As a Child Life Specialist, Kayla Van Wyk makes sure Sara is comfortable at the Castle. Before a procedure, the two will spend time seeing how the medical equipment works on a stuffed animal. Van Wyk says Skyberg has come a long way since she first started working with her.
Sara Skyberg is your typical six-year-old. She's full of energy, and loves arts and crafts.
"They have colors and paper here and glitter here and everything. It's fun and I love drawing here," Skyberg said.
With her sweet demeanor, you'd never know just how much she's been through.
"Her first three years were in third-world country where she was abandoned. We adopted her and she spent most of her life in an orphanage and we brought her here when she was three," Sara's father, Ray Skyberg, said.
When they adopted her, Sara's parents knew she was ill, but they didn't know how serious it was.
"She was sick so she came to the castle and we found out she had leukemia. So for the last two and a half years she's been in treatment," Ray Skyberg said.
Early on in her treatment, Sara spent nearly three months in the hospital. And a few years later, she's still undergoing tests.
"She comes in once a month to do a blood test to make sure everything is fine. She will be checked for probably most of her life to make sure it doesn't reoccur," Ray Skyberg said.
Over the years, Kayla Van Wyk has gotten to know her well.
"Sara and I have a special bond," Van Wky said. "When I was first started here at Sanford, she had just been newly diagnosed with cancer."
As a child life specialist, Van Wyk makes sure Sara is comfortable at the castle. Sometimes that means distracting her from the pain of getting her finger poked. Other times, it means just being a friend.
"She's my friend and she's really nice and I see her here every day," Sara Skyberg said. "She's good and she's really lovely."
"Being able to spend time with her and being able to build a rapport with her was something that was really important or one of our goals as child life specialist," Van Wky said.
Van Wky says children often learn the best through playing, so before a procedure they spend time seeing how the medical equipment works on a stuffed animal.
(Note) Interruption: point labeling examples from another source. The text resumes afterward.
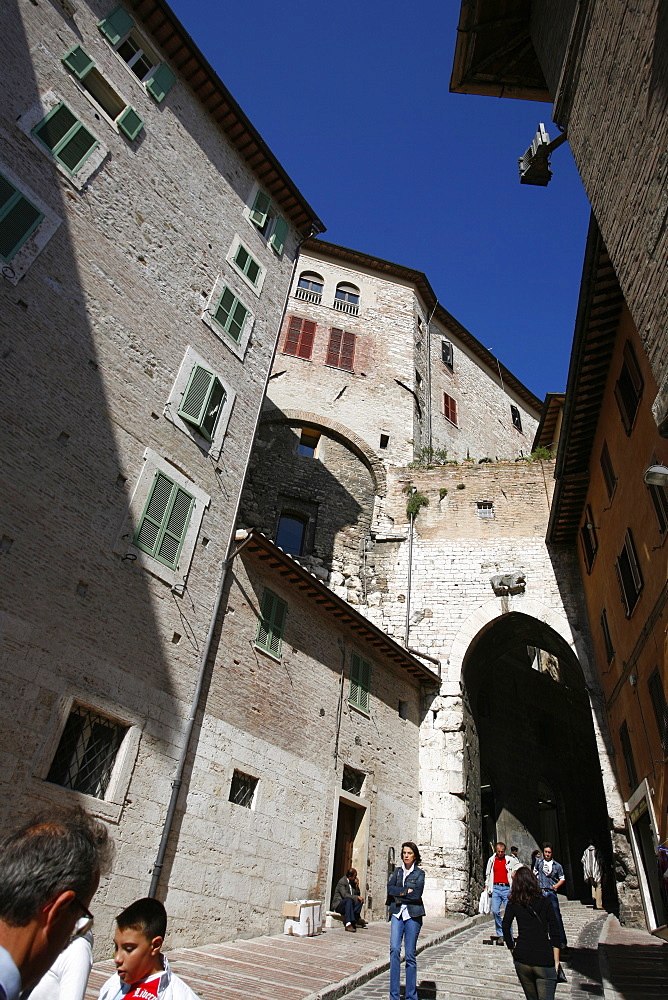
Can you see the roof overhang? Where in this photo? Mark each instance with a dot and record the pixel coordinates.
(356, 259)
(596, 325)
(185, 56)
(366, 633)
(494, 54)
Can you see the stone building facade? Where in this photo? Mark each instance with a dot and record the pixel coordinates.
(148, 238)
(603, 64)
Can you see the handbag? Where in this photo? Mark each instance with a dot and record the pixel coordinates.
(484, 902)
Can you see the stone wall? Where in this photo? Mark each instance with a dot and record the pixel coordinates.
(94, 335)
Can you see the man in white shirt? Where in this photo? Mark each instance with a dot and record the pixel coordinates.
(49, 871)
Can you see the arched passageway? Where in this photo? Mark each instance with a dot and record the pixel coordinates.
(532, 744)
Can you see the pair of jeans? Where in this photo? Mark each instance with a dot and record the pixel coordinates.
(500, 894)
(408, 930)
(349, 908)
(554, 899)
(539, 982)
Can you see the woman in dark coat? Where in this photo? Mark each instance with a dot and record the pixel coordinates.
(404, 892)
(536, 948)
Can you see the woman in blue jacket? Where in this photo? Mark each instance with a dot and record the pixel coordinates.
(404, 892)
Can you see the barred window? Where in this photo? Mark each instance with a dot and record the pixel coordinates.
(352, 780)
(87, 752)
(242, 789)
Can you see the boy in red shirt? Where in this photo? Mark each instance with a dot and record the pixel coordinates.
(143, 972)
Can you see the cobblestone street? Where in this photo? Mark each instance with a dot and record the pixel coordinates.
(603, 960)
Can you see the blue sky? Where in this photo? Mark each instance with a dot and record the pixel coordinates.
(353, 99)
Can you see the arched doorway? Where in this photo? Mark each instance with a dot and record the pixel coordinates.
(539, 772)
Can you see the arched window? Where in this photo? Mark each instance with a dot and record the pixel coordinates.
(309, 287)
(347, 298)
(291, 532)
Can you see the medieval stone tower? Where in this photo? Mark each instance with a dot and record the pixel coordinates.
(379, 396)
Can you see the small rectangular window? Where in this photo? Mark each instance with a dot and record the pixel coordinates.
(627, 753)
(18, 219)
(202, 401)
(65, 137)
(628, 389)
(341, 349)
(230, 314)
(352, 780)
(163, 525)
(589, 538)
(360, 682)
(273, 612)
(450, 408)
(659, 498)
(242, 789)
(247, 264)
(607, 638)
(658, 697)
(308, 442)
(299, 338)
(628, 574)
(608, 472)
(86, 752)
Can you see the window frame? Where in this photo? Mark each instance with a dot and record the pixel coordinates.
(214, 447)
(333, 358)
(37, 114)
(239, 347)
(629, 550)
(272, 607)
(450, 406)
(629, 381)
(298, 336)
(109, 808)
(124, 544)
(237, 245)
(359, 690)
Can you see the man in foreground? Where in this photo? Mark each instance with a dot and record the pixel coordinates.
(49, 871)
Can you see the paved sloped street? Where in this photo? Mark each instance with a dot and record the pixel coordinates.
(603, 960)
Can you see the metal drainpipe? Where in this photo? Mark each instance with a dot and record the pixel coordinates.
(178, 777)
(408, 588)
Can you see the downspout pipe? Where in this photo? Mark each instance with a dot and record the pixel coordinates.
(197, 694)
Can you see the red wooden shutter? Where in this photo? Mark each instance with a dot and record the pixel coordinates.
(306, 339)
(348, 351)
(334, 348)
(291, 344)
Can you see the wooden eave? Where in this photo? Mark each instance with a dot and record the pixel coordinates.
(596, 325)
(185, 57)
(546, 430)
(357, 259)
(494, 54)
(291, 572)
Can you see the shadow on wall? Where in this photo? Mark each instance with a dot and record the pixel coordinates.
(315, 478)
(80, 624)
(536, 742)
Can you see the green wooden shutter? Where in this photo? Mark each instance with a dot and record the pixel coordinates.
(116, 25)
(277, 240)
(164, 523)
(130, 123)
(260, 209)
(273, 612)
(78, 61)
(18, 219)
(196, 396)
(66, 137)
(231, 314)
(160, 82)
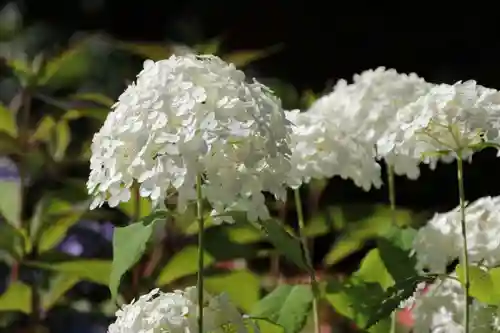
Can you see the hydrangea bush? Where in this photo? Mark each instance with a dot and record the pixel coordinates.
(194, 128)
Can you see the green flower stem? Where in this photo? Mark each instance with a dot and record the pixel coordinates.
(201, 252)
(314, 283)
(461, 193)
(392, 200)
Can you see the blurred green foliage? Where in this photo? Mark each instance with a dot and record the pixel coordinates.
(54, 95)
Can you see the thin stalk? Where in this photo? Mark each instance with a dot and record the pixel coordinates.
(392, 200)
(136, 214)
(461, 193)
(201, 232)
(313, 281)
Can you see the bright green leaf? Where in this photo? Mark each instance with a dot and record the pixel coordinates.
(182, 264)
(94, 270)
(16, 298)
(232, 283)
(372, 269)
(58, 288)
(286, 243)
(9, 145)
(96, 98)
(7, 121)
(129, 244)
(55, 230)
(288, 306)
(482, 286)
(10, 204)
(266, 326)
(68, 68)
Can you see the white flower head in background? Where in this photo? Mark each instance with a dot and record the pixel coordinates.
(450, 118)
(188, 116)
(366, 107)
(440, 242)
(322, 149)
(176, 312)
(441, 310)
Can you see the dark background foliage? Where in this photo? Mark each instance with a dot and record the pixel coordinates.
(319, 43)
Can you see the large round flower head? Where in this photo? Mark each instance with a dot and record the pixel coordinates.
(441, 310)
(440, 242)
(367, 106)
(322, 149)
(450, 118)
(188, 116)
(176, 312)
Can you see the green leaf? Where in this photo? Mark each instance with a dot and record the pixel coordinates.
(94, 270)
(482, 286)
(16, 298)
(362, 223)
(266, 326)
(9, 145)
(68, 68)
(129, 244)
(54, 231)
(244, 58)
(182, 264)
(244, 234)
(12, 241)
(7, 121)
(372, 269)
(44, 129)
(395, 253)
(232, 283)
(220, 246)
(147, 50)
(58, 288)
(288, 306)
(285, 243)
(392, 298)
(96, 98)
(144, 208)
(10, 204)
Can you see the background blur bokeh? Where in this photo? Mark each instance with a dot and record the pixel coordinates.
(64, 63)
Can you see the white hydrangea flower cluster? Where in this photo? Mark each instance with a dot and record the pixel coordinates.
(176, 312)
(449, 118)
(440, 310)
(366, 107)
(321, 149)
(440, 241)
(190, 115)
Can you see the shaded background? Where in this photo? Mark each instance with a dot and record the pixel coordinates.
(319, 43)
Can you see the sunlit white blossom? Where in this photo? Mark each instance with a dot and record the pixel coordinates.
(449, 118)
(186, 116)
(441, 310)
(322, 149)
(366, 107)
(177, 312)
(440, 241)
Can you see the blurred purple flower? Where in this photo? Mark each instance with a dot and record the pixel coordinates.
(88, 239)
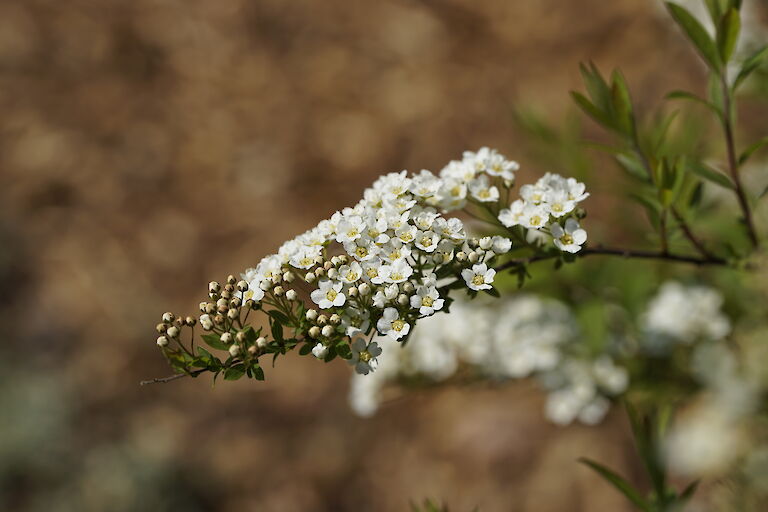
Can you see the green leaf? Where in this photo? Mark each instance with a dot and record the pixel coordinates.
(750, 64)
(633, 166)
(689, 491)
(751, 149)
(704, 171)
(214, 341)
(622, 104)
(592, 111)
(728, 34)
(619, 483)
(697, 35)
(685, 95)
(234, 373)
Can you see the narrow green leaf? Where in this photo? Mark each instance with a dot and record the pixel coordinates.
(704, 171)
(697, 35)
(619, 483)
(728, 34)
(592, 111)
(622, 104)
(750, 64)
(689, 491)
(633, 166)
(751, 149)
(684, 95)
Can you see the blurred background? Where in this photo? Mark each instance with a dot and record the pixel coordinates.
(147, 147)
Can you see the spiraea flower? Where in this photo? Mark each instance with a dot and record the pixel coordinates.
(372, 269)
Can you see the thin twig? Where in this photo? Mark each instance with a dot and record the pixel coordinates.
(163, 380)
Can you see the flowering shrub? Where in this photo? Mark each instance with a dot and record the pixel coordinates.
(388, 285)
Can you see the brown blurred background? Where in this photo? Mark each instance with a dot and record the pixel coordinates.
(149, 146)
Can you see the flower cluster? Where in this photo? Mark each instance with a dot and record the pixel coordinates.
(684, 314)
(549, 206)
(376, 268)
(532, 338)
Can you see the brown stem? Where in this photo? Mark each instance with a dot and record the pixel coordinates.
(733, 164)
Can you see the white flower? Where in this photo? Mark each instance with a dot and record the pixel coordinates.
(328, 294)
(397, 272)
(501, 245)
(364, 356)
(511, 216)
(534, 216)
(569, 239)
(427, 300)
(684, 314)
(390, 324)
(350, 273)
(483, 191)
(427, 240)
(320, 351)
(479, 277)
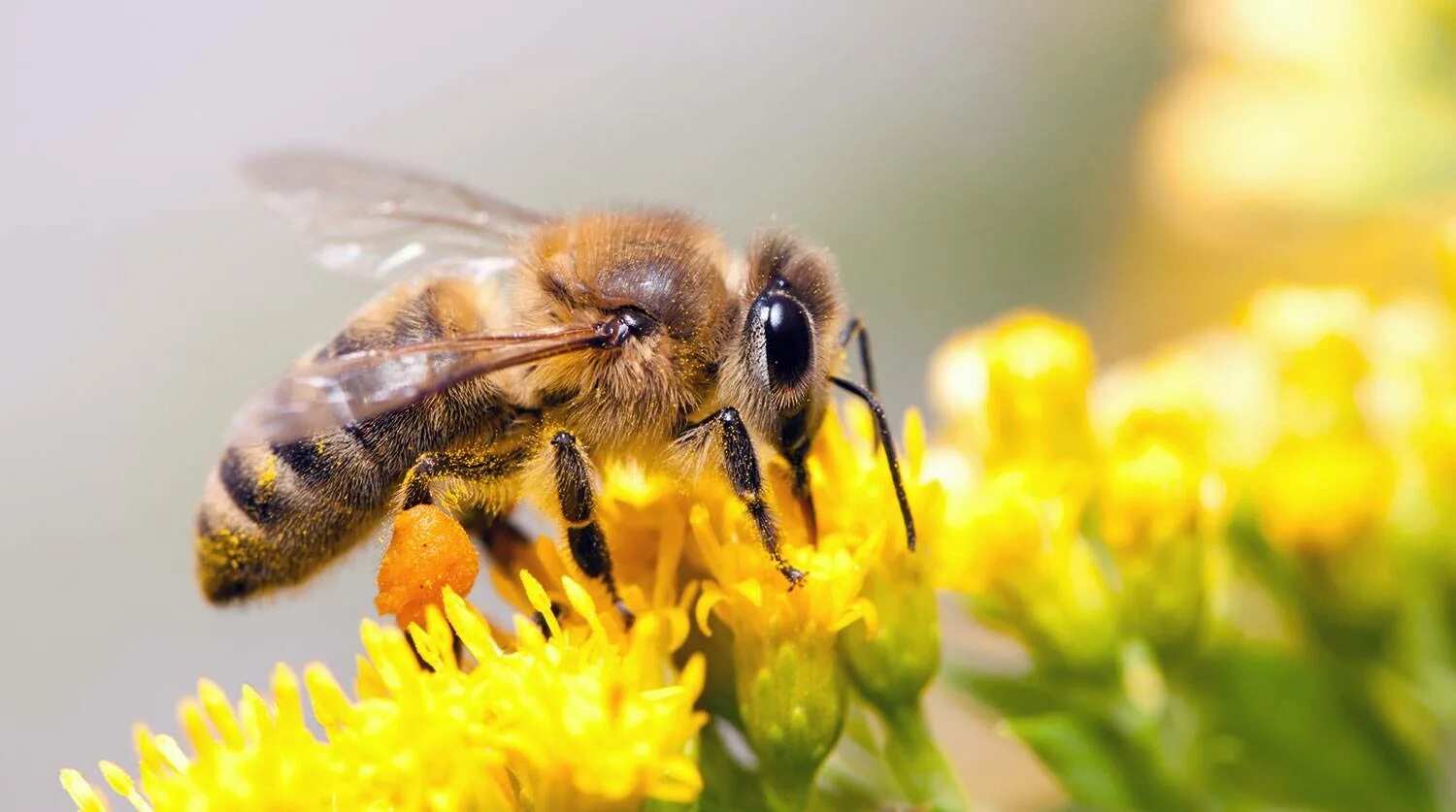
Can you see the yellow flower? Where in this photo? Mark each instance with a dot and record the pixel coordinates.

"So Sara can see the stuff that we are using and the different medical equipment allows that her to be more comfortable and allows her to see what the steps are for the procedure," Van Wky said.
For now, Sara's uphill battle with the disease is starting to ease and her future is looking bright.
"She's going to live a normal healthy life and she said in kindergarten graduation that she wants to be a doctor a cancer doctor when she gets big so Doctor Wagner has had a big influence on her here," Ray Skyberg said.
A brave little girl who has been through a lot.
“She's come a long way and she's a fighter," Ray Skyberg said.